On the other hand, on what basis will anyone stop people from going anywhere or even worse, allow some and restrict others? Moreover, can anyone really prevent someone from enjoying or sharing nature and such marvelous landscapes? The answer is perhaps ‘No’ and that is why an emerging tourist destination is always a ‘waste destination’ – meaning that the more it becomes popular, the more it loses its unique nature and eventually becomes just another touristy town/city with all the problems of a metropolis. Chitkul, in little over last 5 years have moved in that direction firmly and I don’t see that speed to slow down anytime soon.
To my understading, Chitkul and other similar places are dying because they are too beautiful, too pristine and too pure – and now, too exposed.

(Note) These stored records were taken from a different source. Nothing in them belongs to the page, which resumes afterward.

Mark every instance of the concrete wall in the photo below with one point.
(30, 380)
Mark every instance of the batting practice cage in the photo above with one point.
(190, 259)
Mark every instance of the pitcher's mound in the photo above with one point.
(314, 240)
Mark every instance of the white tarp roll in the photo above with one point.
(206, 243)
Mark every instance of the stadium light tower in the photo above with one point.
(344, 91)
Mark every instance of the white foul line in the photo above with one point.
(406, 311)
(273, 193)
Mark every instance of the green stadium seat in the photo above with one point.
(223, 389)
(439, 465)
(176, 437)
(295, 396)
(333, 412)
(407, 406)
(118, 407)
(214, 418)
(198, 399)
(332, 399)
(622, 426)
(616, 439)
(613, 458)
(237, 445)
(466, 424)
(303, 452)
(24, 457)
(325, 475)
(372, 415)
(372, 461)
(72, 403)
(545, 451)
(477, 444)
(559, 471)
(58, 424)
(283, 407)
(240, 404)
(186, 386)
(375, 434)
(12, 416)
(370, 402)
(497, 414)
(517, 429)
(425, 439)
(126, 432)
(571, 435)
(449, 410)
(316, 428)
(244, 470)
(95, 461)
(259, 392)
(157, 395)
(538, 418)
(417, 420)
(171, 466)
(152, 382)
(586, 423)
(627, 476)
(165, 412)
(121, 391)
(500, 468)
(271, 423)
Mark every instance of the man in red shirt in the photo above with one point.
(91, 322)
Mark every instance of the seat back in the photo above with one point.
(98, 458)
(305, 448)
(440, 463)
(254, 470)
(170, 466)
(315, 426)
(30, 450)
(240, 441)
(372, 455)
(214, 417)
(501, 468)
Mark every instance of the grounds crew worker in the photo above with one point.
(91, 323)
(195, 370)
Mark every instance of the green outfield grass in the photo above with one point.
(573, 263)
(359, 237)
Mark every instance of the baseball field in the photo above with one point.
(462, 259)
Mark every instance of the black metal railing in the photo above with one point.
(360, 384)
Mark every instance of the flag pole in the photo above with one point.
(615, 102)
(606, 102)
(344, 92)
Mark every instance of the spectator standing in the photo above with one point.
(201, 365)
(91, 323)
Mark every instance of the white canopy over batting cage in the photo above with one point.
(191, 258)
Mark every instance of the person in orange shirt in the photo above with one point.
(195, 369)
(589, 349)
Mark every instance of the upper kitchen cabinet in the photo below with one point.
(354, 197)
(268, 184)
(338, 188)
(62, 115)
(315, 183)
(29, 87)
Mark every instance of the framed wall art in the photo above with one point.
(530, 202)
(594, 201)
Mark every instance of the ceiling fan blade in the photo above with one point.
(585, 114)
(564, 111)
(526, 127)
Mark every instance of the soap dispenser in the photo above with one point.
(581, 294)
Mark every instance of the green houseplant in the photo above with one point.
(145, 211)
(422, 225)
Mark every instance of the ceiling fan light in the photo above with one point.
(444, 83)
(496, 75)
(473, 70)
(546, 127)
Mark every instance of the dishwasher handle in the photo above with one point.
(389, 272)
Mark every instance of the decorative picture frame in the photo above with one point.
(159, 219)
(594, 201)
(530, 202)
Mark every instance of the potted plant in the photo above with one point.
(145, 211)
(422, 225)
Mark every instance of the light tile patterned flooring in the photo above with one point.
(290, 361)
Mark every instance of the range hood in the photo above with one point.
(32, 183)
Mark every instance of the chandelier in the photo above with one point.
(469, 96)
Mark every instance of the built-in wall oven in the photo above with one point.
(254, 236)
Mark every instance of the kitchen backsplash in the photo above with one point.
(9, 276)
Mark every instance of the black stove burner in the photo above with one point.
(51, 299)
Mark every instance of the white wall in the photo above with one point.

And more than our wanderlust, the lust to share it on social media, let the world know that we’ve ‘concurred’ the place with all possible forms of hashtags and our naïve instinct to think that ‘sharing is caring’ is possibly pushing the real Chitkul far from us and bringing a new touristy village with the same name but without the soul.
But it could have been different – there could be an integrated development of the place with its inhabitants where tourists come and live the lives of locals with all its flavors and hardships. How to do it – I don’t have any answer- but we can discuss this here and who knows, we might give back something to Chitkul in true sense and in return, bring back the real Chitkul.